Light Space Replicator 2017-2018. Back scratcher, basting wand, cake boards, corner shelf, extendable shelf, fidget spinners, graters, pet toy, ping pong net, pizza tray, skewers, tin lid, trouser hanger, unicorn horn, whiteboard frames, modified party lights, motor. 65 x 60 x 60 cm
The work Light Space Replicator reconstructs the iconic kinetic sculpture best known as the Light Space Modulator (1922-1930), originally made by Hungarian modernist artist Laszlo Moholy-Nagy under the title, Lichtrequisit einer elektrischen Bühne, or Light Prop for an Electric Stage.

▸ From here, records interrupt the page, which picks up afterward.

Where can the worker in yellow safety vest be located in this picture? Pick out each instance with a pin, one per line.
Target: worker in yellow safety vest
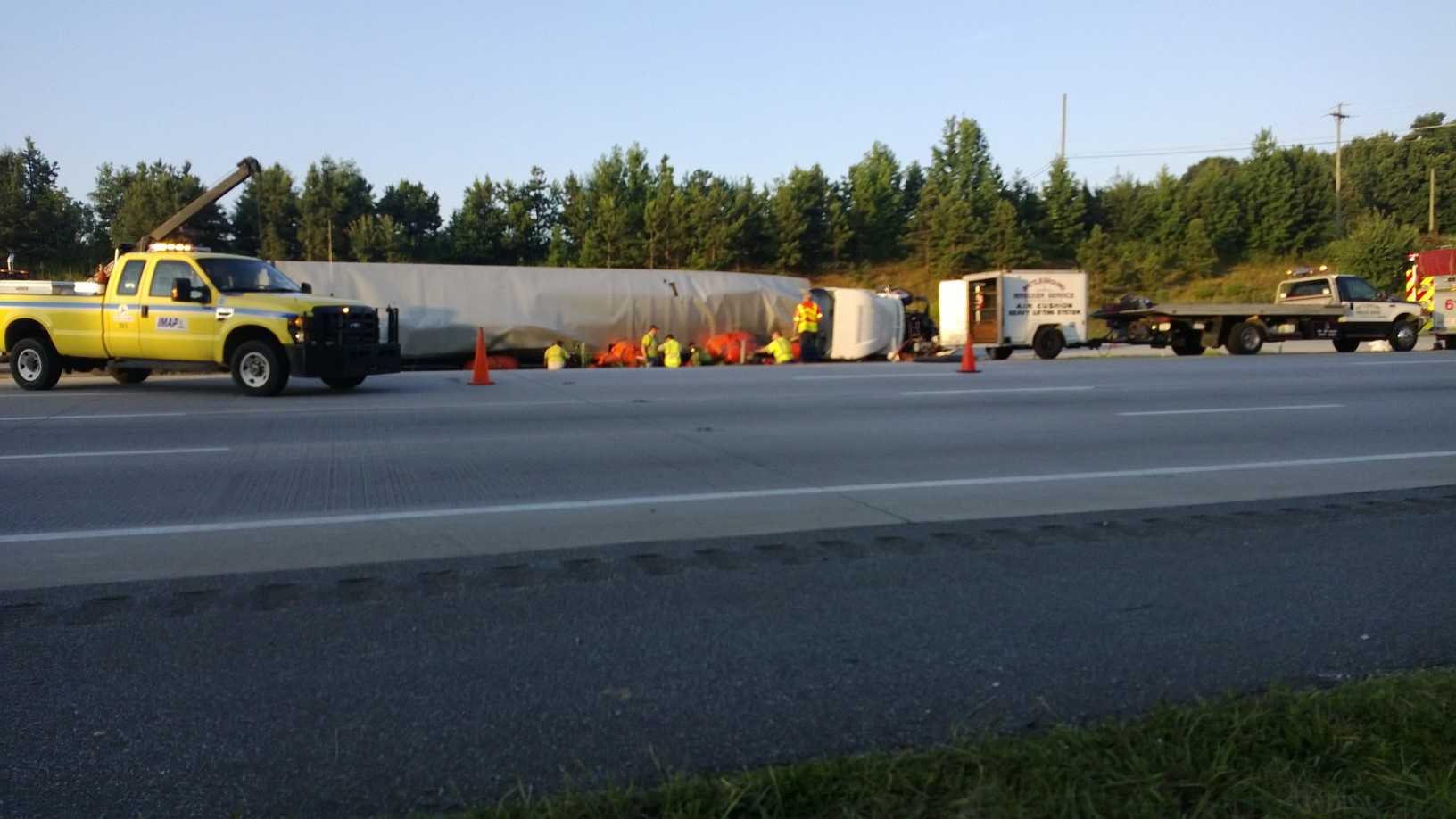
(781, 349)
(806, 322)
(649, 350)
(672, 353)
(557, 356)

Almost a century on from the conception of the original Modulator, the Replicator considers the continuing significance of the utopian thinking, and the once-new vision that underpinned Moholy-Nagy’s original apparatus. The work re-purposes mass-produced ‘junk shop’ products, including a back scratcher, fidget spinners, kitchen utensils, pet toys, and even a unicorn headband. The material-discursive capacities of these objects are brought into a dance of agency with the modernist celebration of industrial progress. As an assemblage of mass-produced, globally distributed readymades, this reworking of the apparatus reflects on the nature of contemporary life in the wake of the global industrialisation that the original object is often taken to represent. The work employs modified party lights to revisit Moholy-Nagy’s celebration of new technologies such as ‘the reflectors and neon tubes of advertising signs, the blinking letters of store fronts, the rotating coloured electric bulbs, the broad strip of the electric news bulletin’. The traffic between high and low technological cultures is accentuated in my work through the selection of contemporary low budget and novelty consumer items.